Running finetuned inference on CPU - accelerate ImportError
I have successfully finetuned gemma-2b for TextClassification using LORA and merged model by using merge_and_unload()
.
I then saved it to my local path using model.save_pretrained(f"{LOCAL_MODEL_PATH}", safe_serialization=False)
.
This was done on a GPU machine.
I am trying to load the above model on a CPU only device for inference using the following scriptmodel = AutoModelForSequenceClassification.from_pretrained(LOCAL_MODEL_PATH, num_labels=2)
However, I see the issue
ImportError: Using `bitsandbytes` 8-bit quantization requires Accelerate: `pip install accelerate` and the latest version of bitsandbytes: `pip install -i https://pypi.org/simple/ bitsandbytes`
I do have accelerate installed and following are the libraries I installed before loading the model
tokenizers==0.15.2
transformers==4.39.3
torch==2.2.2
bitsandbytes==0.43.0
accelerate==0.28.0
peft==0.10.0
I see the same error even if I run the commands on a linux terminal.

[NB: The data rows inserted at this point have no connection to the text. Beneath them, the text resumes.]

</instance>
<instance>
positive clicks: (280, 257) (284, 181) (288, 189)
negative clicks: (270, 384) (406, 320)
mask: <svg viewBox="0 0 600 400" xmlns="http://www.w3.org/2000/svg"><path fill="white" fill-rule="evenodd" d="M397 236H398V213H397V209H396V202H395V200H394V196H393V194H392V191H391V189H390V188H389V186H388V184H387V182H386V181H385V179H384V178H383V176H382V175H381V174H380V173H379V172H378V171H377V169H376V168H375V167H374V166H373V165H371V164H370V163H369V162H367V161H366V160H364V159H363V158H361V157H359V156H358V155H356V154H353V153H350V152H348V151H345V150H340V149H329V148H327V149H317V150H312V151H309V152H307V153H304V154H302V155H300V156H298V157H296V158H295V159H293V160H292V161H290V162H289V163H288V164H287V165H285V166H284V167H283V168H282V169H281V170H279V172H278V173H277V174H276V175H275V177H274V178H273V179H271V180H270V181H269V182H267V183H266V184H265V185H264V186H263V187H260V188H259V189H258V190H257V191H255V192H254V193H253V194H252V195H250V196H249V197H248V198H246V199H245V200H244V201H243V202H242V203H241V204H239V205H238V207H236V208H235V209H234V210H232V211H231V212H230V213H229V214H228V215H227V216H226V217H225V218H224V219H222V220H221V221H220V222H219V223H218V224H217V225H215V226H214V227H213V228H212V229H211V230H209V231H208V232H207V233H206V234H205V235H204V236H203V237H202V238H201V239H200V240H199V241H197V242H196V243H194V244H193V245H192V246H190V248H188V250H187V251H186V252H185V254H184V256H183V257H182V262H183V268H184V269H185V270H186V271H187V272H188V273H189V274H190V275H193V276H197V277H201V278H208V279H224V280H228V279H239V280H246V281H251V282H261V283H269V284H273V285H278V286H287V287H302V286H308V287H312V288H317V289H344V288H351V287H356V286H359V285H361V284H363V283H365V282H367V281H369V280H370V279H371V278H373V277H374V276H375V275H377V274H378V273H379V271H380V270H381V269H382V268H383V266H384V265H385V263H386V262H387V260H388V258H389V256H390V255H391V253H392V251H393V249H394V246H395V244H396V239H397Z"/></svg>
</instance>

Would like to get some help in resolving the issue and running the model on a CPU only machine for inference.
Hi
@saikrishna6491
, BitsAndBytes 8-bit quantization requires the Accelerate library, which is not installed or an outdated version is being used, Ensure that accelerate
is installed with pip install accelerate
. and Update bitsandbytes
to the latest version with pip install -i
. Once these steps are completed, you should be able to load your fine-tuned model on a CPU-only machine for inference. Kindly try and let me know if issue is still persists. Thank you.